Chennai: Coronavirus disease (COVID-19) is now officially a pandemic according to the World Health Organisation. Indian government has been quick to adopt a multipronged strategy, including issuance of clear guidelines to Ministries for coordinated action, imposition of travel restrictions, suspension of visas, large-scale screening and contact tracing as well as regular dissemination of information to the public.
Mounting a swift response involving all stakeholders in a country of India’s scale and diversity is undoubtedly commendable. With these measures in place we can be confident that India will be able to successfully limit the spread of the disease.
Moreover, in recognition of the fact that controlling a pandemic necessitates regional and global cooperation, the Prime Minister’s leadership in bringing together SAARC countries for chalking out a strong common strategy against COVID-19 is laudable.
Having said that, COVID-19 is not the first pandemic we have seen and will most certainly not be the last either. In fact, in an increasingly globalised and rapidly urbanising world, the risk of such outbreaks spreading quickly to all parts of the world is only becoming higher.
The need of the hour is to build a resilient public health system that can prevent diseases, promote good health and respond quickly to minimise loss of life when faced with an outbreak of this magnitude.
During the last few years, the Indian government has taken several steps to strengthen the public health system through the implementation of programmes like Mission Indradhanush and the National AYUSH Mission.
Flagship schemes like POSHAN Abhiyaan and Swachh Bharat Mission also impact human health as they help to prevent diseases and boost immunity. So, what else is needed to build a strong and adaptive public health system across India?
Firstly, we need to increase spending on public health. The Central government is committed to enhancing funding for health to at least 2.5 per cent of GDP as stated in the National Health Policy (NHP), 2017.
States too have a critical role to play in meeting the NHP target of increasing health expenditure to more than 8 per cent of their budget by 2020. After all, as highlighted by National Health Accounts data for 2015-16, of total government health expenditure in India, the share of the Union government is 35.6 per cent while that of State governments is 64.4 per cent. Moreover, in addition to increasing overall public spending on health, we need to ensure that a large share of the funds goes towards preventative care.
Second, as outlined in NITI Aayog’s ‘Strategy for New India @ 75’ a focal point for public health is required at the Central level with State counterparts. Such an agency would be responsible for performing the functions of disease surveillance and response, monitoring health status, informing and educating the public as well as providing evidence for public health action.
In order to be effective, the agency would also need to be legally empowered for enforcing compliance from other public authorities and citizens. This is crucial because several factors require inter-sectoral action to achieve a measurable impact on population health.
The legislation, possibly in the form of a Public Health Act, would clearly confer specific powers on the agency for taking action to promote public health, especially in situations of ‘public health nuisances’. For instance, medical facilities that dispose potentially harmful waste inappropriately need to be held accountable as do residential colonies that allow water to stagnate, thus providing breeding grounds for mosquitoes. The impact of such actions, after all, is not just on one or two individuals, but in fact puts the health and lives of several individuals at risk.
Third, it is essential to institute a public health cadre in States, with officials trained in disciplines such as epidemiology, biostatistics, demography and social and behavioural sciences. To a great extent, such a cadre can be created by training existing personnel in the necessary skill sets, thus requiring only minimal additional staff.
NITI Aayog has consulted a wide range of stakeholders for developing a model public health cadre that draws upon various best practices. The good news is that the 13th conference of the Central Council of Health and Family Welfare (CCHFW) has resolved to establish a public health and management cadre in States by 2022. CCHFW is an apex advisory body which recommends broad lines of policy action in health-related areas.

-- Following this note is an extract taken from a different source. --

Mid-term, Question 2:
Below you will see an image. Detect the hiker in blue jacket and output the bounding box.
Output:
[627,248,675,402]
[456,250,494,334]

Fourth, we need to train front-line workers like Accredited Social Health Activists (ASHAs), Auxiliary Nurse Midwives (ANMs) and Multi-Purpose Workers (MPWs) for promoting healthy behaviours among people and identifying early signs of a disease outbreak in communities.
Given the inherent information asymmetry in health and the fact that we live in a world where misinformation can spread rapidly, appropriate channels are necessary for ensuring that people are aware of diseases, their symptoms as well as mechanisms for prevention and treatment.
The National Medical Commission Act, 2019 includes enabling provisions for creating a cadre of mid-level service providers who can also play a vital role in screening people for early signs of illness in rural areas.
Lastly, efforts must be made to reinforce disease surveillance and response. This requires the list of notifiable diseases to be expanded along with steps for integrating health facilities in the private sector in disease reporting as part of regular surveillance systems.
Infrastructure for surveillance, including adequate numbers of suitably equipped laboratories for testing samples, also needs to be strengthened.